Three ways to structure your price action setups this year
2020 is turning out to be a year of volatility. With coronavirus still raging and no end in sight to the ongoing trade war between China and the US, we can expect markets to be jittery and highly-changeable.
In forex terms that opens the door to potential gains. Higher volatility means more spikes in price, making movements less predictable. Risk-averse traders may not be tempted, but with the right strategy in place, there is potential for hitting targets faster.
If you can free-up margin for the next trade more rapidly, you can trade more frequently. If you’re trading well, the end result could be more profits.
That’s where a strategy built around price action trading can be beneficial.

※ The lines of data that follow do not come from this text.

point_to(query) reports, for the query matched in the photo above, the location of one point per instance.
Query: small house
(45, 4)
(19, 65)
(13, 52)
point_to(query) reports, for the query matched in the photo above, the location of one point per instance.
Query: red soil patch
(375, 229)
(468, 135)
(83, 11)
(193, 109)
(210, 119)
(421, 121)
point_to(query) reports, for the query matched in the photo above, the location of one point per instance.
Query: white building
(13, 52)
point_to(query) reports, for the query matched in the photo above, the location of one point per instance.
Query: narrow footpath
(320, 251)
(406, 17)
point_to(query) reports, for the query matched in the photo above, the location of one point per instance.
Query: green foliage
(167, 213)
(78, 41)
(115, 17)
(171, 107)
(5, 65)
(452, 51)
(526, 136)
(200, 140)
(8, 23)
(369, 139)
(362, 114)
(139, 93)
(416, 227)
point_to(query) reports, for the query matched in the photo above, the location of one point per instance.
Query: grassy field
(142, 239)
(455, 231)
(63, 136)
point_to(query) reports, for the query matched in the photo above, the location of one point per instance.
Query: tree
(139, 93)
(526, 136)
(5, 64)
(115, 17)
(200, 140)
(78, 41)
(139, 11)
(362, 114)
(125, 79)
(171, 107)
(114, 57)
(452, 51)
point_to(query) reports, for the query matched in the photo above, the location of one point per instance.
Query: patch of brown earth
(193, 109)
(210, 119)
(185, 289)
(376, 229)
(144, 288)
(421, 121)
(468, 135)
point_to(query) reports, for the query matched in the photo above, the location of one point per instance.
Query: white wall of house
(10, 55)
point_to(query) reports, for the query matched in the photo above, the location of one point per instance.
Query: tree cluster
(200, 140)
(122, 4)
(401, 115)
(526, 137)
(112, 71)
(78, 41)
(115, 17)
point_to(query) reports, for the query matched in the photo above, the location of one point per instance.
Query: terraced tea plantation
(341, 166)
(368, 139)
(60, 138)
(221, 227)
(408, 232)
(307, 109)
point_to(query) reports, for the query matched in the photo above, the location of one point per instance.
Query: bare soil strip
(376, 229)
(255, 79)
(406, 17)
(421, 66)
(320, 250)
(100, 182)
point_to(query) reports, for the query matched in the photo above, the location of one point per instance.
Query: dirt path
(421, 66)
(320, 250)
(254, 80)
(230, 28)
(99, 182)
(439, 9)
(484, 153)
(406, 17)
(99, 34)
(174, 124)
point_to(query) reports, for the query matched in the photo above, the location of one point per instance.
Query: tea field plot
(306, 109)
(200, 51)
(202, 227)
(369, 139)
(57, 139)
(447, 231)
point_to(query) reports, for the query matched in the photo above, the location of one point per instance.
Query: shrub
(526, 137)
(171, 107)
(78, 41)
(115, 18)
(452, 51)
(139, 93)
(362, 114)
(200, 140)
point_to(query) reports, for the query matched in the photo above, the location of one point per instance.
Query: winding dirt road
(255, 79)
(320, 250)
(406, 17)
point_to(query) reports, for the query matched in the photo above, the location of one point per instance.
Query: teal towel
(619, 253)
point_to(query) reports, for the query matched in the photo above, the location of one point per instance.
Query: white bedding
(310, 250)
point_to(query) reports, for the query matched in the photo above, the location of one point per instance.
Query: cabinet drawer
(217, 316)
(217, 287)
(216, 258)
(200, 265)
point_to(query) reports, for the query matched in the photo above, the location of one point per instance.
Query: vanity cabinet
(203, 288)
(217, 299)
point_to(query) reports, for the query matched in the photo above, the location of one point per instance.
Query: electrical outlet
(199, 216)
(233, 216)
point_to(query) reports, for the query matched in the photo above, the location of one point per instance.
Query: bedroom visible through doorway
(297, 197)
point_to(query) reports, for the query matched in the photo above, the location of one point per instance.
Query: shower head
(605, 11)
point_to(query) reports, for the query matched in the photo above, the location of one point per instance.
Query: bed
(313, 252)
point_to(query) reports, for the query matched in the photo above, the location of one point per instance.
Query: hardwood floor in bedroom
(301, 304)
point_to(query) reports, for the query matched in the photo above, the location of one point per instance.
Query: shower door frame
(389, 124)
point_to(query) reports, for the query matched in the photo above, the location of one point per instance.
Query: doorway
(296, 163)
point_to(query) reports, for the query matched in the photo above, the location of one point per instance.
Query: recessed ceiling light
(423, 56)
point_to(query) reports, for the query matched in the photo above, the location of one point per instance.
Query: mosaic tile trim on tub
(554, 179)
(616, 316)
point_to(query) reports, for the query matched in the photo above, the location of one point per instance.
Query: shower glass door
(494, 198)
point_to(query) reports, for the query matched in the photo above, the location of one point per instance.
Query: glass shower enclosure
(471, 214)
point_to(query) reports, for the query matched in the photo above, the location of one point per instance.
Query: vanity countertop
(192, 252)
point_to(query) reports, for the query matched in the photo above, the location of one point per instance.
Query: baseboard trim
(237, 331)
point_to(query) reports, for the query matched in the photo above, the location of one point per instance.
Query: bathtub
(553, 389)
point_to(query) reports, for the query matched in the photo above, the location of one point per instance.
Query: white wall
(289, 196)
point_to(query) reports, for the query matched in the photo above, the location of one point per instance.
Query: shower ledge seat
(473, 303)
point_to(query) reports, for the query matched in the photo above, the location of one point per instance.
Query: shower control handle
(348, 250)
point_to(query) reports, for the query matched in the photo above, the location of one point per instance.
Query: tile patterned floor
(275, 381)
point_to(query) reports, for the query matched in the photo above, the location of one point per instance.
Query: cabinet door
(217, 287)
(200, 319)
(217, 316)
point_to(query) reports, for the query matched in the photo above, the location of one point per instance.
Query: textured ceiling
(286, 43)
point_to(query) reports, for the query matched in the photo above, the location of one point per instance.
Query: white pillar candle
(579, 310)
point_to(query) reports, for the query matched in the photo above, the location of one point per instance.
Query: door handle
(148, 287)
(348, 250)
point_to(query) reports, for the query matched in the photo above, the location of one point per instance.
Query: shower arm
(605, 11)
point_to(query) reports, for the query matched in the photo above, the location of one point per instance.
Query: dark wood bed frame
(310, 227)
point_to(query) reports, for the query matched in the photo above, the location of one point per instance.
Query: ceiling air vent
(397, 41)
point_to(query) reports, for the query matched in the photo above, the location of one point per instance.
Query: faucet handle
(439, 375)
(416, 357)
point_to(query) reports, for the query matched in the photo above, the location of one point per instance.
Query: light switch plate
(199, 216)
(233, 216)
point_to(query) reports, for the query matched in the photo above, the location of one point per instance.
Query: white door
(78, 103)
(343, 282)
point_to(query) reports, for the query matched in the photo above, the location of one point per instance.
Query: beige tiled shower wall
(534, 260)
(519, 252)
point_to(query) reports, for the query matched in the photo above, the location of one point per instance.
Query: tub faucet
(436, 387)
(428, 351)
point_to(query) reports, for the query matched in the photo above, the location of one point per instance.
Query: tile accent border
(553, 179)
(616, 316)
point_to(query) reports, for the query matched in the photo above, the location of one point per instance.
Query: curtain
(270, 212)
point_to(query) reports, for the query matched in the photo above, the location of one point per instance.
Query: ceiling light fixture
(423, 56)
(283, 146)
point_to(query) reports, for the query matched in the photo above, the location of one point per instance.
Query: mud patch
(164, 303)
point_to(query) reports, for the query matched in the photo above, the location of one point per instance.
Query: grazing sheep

What do we mean by price action?
Price action trading means making all of your decisions from a price chart.
Since forex markets create historical data around the movements of specific pairs, that information can be visualised on charts and provide market signals that collectively allow you to build price action trading strategies.
They provide a way to make sense of a market’s price movement and point to the direction of future movements. Done right, trading on price action can be a high-probability trading strategy.
A price action trading plan for 2020
We find ourselves now in a trend-heavy market, so it makes sense to focus on trades that follow the major trends.
On the geopolitical and economic fronts, the ongoing Coronavirus pandemic, government efforts to slow its spread, and the upcoming US election in the Autumn all need to be watched closely.
With that in mind, these are recommended price action trading setups that offer the most promise:
Breakouts refer to any price movement the goes outside a defined level of support or resistance. The breakout can happen diagonally or horizontally on the chart, depending on the price action pattern.
Breakout strategies are usually used with stop loss. That means setting a buy or sell stop order near your price action strategy’s high or low point. When the price breaks out, your entry order is triggered, and the trade goes live.
Continuation trades are setups that peg the primary trend and seek to maximise the gains from strong runs. They are perfect for hitting target extension as they sometimes result in reaching targets more rapidly.
If you haven’t tried these before, use the demo account on your brokerage trading platform and specifically target extension as you experiment under different scenarios.
Using a counter-trend reversal setup can enable you to take advantage of any pullbacks within a trend.
Because price rarely follows any single direction for long without meeting resistance from the opposing bulls or bears, price pullbacks are a natural and expected outcome in forex price movements.
To take advantage, lower time frames can be beneficial. You need to think about fast execution trades that you’re unlikely to extend the targets on.
Know your targets, act decisively when you reach them, and keep greed in check. It’s unwise to force a trade where the signals don’t support it.
In a time of upheaval, you need to watch market conditions carefully and be flexible enough to change tack if they unravel. These setups and recommendations provide a good guideline to get you started, but adaptability will be a critical factor in success.